Centro investors may walk away | Fraser Coast News | Local News in Fraser Coast

Centro investors may walk away

INVESTORS behind the proposed second stage of Hervey Bay's Centro complex are set to ditch the $100m expansion project after years of trying to get approvals.

For more than five years Centro Hervey Bay has been trying to get major development plans through the council.

Alistair Brightman

INVESTORS behind the proposed second stage of Hervey Bay’s Centro complex are set to walk away from the $100 million expansion project after more than five years of frustration trying to get approvals.

While initial development applications for improvements were lodged in 2004, Leda Group, the investors and owners of Centro, claim the council has continued to put obstacle after obstacle in front of them.

In the latest block to the proposal it’s believed the council has asked Leda to pay a $1.1 million public art levy, build a $1 million mobility corridor and contribute $1 million to roads.

The council is also asking Leda to give up its land and build a road on its site. In essence it means that the new approval conditions will cost Leda an extra $3 million on top of what it is already paying the council.

The situation has got to the point where Leda has asked Mayor Mick Kruger for a crisis meeting to try to find a way through the tangled web of red tape the council has placed and continues to place on the project.

It’s believed the Leda Group is particularly concerned about the input the council’s town planner, David King, has had in the project.
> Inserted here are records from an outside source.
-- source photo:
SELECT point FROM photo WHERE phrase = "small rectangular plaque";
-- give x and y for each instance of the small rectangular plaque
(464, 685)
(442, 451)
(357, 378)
Sources close to Leda say Mr King’s involvement has been one of the major hurdles to getting the project up and running.

Most importantly the sources say that had the council’s promises of early approval been forthcoming the second stage of Centro would have already been built and in operation.

They now claim the Leda group has lost total confidence in the Fraser Coast Regional Council and they believe the council does not appreciate the benefits that the $100 million project will bring to the district.
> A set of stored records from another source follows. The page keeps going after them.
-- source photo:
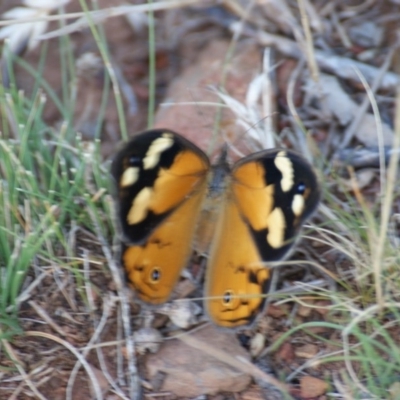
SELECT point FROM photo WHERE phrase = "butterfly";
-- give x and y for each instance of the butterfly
(162, 182)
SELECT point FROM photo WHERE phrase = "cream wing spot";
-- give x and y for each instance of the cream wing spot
(152, 157)
(298, 205)
(276, 228)
(140, 206)
(129, 176)
(285, 166)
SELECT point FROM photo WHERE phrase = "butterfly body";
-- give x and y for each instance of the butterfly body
(255, 210)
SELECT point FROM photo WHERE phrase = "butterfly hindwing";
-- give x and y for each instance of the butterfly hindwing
(161, 179)
(268, 197)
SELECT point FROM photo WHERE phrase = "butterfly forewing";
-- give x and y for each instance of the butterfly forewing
(269, 196)
(161, 179)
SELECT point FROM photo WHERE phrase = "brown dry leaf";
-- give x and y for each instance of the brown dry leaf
(191, 372)
(285, 353)
(312, 387)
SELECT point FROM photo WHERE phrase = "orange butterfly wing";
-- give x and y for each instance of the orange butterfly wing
(161, 181)
(268, 197)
These benefits, they claim, will include supplying 1000 construction jobs as well as 900 permanent and 714 multiplier effect jobs to the region.

The Chronicle’s sources say that Leda is ready to put the project on hold after labelling it as economically unviable because of the conditions currently imposed on it by the council.

The sources say that Leda is prepared to pay reasonable levies but the latest ask by the council is in “fairyland”.